The application of pressure can have a dramatic effect on the physical state of a material and its physical properties (for example, by compressing liquid water to a pressure ~22000 times that experienced on the surface of Earth, it will solidify have a melting point of around 100˚C). Therefore, studying the behaviour of materials at the extremes of pressure and temperature is of interest to both the academic and industrial community. Neutron scattering under these conditions is particularly challenging as there is an inherent need for large sample volumes, which brings difficulties in reaching the temperatures and pressures, required by the user community.
In the past ten years there have been significant technical developments which have extended the pressure and temperature range achievable, and have also increased the quality of data obtained from neutron scattering experiments. The aim of the meeting was to hear about the current status of the high-pressure user programme at ISIS, and at other international neutron facilities, and the science performed within them.
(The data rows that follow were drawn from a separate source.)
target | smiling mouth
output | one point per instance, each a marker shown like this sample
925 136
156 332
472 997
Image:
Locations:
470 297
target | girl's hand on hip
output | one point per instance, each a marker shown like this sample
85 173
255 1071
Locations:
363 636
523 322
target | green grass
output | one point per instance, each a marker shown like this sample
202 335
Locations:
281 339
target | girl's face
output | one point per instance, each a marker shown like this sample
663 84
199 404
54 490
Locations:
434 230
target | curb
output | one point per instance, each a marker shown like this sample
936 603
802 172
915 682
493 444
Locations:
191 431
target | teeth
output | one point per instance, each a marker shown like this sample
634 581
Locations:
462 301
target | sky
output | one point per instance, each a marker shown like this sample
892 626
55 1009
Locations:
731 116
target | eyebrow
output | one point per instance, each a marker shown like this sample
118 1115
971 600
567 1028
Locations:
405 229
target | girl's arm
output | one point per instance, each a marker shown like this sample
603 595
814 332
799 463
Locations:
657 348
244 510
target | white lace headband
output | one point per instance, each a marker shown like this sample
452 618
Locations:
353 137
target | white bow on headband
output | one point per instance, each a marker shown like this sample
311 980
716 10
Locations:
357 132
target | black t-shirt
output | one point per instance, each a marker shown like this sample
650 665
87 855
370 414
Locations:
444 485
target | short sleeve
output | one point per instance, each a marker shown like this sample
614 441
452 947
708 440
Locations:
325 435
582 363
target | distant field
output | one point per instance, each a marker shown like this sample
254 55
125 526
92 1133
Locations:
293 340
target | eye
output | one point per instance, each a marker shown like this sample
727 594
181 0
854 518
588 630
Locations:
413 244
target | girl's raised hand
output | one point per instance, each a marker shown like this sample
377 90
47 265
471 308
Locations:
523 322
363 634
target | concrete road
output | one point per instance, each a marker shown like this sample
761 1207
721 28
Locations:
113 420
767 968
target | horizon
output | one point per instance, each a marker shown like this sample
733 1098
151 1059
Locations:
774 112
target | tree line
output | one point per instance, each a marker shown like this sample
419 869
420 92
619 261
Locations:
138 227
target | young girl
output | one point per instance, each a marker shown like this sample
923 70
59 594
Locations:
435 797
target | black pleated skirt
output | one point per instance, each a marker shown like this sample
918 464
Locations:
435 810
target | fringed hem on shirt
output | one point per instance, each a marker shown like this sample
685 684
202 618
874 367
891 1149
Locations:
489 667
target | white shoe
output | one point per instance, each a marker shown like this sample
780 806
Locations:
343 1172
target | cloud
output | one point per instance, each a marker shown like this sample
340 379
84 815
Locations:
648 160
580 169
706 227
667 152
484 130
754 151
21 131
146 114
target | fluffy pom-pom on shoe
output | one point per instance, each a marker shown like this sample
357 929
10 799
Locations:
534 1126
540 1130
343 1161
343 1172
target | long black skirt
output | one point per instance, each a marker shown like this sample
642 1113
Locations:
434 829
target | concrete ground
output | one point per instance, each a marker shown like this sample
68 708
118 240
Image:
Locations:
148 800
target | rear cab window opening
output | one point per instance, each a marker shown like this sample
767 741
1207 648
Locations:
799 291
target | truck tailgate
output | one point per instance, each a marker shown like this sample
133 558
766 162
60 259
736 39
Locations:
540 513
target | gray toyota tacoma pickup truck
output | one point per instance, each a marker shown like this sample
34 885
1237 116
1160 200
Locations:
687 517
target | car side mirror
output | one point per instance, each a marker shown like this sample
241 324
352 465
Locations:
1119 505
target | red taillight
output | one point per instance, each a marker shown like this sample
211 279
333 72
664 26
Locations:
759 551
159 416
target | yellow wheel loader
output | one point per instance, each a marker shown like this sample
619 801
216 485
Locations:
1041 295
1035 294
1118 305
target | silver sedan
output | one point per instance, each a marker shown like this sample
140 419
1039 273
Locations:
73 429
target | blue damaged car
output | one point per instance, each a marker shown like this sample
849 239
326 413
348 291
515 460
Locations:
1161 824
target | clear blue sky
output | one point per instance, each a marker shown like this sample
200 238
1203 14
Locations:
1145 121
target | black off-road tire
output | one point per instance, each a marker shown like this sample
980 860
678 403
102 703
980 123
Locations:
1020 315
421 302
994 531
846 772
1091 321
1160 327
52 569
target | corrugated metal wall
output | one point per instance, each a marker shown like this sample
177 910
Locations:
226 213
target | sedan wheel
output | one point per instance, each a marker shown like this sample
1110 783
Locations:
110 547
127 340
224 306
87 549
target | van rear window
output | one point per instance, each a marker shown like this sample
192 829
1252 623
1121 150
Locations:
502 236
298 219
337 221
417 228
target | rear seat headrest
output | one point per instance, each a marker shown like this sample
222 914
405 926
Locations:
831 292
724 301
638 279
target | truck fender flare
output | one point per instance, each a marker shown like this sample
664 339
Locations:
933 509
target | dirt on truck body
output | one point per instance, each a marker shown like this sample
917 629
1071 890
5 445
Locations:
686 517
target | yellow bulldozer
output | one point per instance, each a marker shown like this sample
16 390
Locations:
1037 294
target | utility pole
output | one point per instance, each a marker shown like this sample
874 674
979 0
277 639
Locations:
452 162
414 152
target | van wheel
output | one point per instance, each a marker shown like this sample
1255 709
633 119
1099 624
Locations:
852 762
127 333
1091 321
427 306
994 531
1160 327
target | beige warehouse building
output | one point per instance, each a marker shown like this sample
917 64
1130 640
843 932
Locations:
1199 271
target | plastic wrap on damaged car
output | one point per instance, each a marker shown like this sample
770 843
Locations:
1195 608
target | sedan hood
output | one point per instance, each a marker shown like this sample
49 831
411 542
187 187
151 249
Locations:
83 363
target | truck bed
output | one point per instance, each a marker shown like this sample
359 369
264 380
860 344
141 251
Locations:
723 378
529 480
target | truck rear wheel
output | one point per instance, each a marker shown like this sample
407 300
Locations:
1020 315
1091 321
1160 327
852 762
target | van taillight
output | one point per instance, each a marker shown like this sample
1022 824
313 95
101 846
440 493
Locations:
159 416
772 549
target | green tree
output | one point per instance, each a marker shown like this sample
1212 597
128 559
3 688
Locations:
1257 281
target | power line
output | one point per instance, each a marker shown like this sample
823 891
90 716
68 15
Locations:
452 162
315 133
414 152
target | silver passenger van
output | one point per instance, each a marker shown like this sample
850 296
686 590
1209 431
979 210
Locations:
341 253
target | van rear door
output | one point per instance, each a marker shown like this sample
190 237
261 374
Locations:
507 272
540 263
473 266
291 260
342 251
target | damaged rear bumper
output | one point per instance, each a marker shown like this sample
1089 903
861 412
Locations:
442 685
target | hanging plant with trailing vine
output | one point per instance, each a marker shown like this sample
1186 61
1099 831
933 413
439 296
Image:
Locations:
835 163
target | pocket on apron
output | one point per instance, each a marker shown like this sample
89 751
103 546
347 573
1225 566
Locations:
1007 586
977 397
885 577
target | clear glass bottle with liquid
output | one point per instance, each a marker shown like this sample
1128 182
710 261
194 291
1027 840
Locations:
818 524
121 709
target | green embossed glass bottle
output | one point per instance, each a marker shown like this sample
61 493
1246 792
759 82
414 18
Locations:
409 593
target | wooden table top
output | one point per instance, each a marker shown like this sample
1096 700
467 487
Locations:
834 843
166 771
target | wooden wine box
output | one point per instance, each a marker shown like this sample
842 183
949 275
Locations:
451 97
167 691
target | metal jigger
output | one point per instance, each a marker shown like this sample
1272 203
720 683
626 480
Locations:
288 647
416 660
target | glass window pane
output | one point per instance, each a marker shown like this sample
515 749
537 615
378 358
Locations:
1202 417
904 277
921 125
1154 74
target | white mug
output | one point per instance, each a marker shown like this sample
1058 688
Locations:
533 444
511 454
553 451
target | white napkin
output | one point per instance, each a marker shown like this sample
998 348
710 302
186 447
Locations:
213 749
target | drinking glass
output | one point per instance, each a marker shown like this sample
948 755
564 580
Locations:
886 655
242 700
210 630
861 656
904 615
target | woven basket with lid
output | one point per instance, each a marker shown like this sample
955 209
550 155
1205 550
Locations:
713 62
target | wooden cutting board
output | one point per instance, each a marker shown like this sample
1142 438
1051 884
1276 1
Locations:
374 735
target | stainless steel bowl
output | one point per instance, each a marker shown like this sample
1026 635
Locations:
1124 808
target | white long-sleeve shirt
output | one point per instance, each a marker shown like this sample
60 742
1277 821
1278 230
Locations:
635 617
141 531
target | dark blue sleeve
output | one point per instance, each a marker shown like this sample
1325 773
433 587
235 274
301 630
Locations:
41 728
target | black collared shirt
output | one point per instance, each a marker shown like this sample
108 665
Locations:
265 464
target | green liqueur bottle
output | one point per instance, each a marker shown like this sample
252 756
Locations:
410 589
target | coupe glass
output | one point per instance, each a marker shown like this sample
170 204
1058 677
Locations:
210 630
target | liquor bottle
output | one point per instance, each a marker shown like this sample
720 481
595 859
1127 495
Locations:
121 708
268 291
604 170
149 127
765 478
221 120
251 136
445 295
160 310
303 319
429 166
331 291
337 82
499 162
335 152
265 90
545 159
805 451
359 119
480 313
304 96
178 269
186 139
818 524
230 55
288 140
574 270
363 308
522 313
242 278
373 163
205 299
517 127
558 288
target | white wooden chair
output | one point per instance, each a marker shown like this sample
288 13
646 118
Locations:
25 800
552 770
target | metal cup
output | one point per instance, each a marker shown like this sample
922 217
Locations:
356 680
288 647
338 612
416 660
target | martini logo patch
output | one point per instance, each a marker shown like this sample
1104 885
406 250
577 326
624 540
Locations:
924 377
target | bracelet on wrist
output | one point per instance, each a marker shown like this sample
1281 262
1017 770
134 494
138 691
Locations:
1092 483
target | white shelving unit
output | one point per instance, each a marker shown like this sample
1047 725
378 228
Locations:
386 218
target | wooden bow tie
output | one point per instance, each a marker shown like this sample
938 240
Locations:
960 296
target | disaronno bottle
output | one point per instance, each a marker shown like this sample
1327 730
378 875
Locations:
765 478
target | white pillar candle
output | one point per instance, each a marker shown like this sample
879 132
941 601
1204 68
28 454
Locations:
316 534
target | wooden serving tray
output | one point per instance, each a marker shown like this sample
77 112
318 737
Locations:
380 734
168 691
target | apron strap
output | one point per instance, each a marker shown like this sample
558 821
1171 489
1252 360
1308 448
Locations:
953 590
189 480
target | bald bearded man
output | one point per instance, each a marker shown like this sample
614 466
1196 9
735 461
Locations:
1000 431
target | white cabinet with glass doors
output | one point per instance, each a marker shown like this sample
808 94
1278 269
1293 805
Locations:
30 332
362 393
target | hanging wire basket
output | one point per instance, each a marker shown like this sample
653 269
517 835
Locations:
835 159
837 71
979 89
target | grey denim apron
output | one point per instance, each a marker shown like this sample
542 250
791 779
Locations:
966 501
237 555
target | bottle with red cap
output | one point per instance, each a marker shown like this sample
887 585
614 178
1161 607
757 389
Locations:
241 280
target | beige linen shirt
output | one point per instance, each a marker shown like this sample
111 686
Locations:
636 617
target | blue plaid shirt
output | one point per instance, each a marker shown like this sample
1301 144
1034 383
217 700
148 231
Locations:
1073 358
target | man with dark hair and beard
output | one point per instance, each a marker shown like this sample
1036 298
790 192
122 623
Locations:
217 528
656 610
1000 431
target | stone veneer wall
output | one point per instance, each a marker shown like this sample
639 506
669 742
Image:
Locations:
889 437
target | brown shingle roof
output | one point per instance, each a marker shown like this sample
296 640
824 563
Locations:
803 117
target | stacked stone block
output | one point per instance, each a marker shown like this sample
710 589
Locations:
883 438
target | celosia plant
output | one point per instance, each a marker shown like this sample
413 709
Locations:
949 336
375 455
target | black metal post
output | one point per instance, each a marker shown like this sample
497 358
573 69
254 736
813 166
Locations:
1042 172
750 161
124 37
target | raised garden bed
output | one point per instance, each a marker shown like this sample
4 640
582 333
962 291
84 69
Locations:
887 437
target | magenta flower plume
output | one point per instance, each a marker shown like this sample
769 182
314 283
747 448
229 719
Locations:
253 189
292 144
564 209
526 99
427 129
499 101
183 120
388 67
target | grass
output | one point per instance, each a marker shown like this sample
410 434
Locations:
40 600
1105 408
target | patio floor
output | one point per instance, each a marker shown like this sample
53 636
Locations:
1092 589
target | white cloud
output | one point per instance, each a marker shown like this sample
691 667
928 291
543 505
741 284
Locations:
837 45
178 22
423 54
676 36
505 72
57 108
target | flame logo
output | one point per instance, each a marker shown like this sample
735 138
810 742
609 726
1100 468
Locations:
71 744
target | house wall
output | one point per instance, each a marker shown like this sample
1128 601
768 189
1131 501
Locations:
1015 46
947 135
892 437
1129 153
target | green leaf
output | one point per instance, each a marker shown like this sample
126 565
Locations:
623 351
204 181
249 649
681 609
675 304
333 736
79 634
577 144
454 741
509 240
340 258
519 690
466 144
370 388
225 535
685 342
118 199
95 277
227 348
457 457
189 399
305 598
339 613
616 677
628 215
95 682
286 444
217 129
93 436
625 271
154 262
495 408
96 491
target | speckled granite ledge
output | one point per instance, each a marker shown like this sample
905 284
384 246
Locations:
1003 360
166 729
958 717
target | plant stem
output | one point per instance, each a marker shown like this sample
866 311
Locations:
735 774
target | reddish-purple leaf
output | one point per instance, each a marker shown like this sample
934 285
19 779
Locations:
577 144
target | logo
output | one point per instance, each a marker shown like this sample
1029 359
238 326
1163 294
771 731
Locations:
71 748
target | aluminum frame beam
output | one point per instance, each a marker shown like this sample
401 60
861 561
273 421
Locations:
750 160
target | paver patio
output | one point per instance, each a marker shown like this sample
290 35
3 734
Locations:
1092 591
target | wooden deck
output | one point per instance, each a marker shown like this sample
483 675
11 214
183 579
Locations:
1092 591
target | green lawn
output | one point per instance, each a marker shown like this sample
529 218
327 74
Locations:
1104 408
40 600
Technical talks were provided by instrument scientists from ISIS in the UK, SNS in the United States, ILL in France and ESS in Sweden (currently under construction), giving an overview of their current capabilities. A further ten science talks were provided by a cross-section of the user community and presented science from diverse areas such as the study of halogen bonding at extreme conditions, new phases of co-ordination frameworks, and formation of planetary ices.
On the first evening a lively poster session was held, where work presented by PhD students and postdocs was discussed. Highlights of the talks presented include a rapid exploration of the role that neutron diffraction plays in understanding geological processes below the Earth's crust by Andrew Thomson (UCL). Iain Oswald (University of Strathclyde) also presented a brief review of his work on small molecules, where he showed that varying the pressure transmitting media used in high-pressure experiments enabled the formation of new crystalline phases of molecular materials. Finally, the sixty delegates were given the opportunity to discuss what science they see possible with the developing technical capabilities, which are emerging for neutron scattering techniques at high pressure.
It is expected that the meeting will open up new and exciting areas of research at high pressure using neutron scattering techniques and develop further international collaborations within the user community.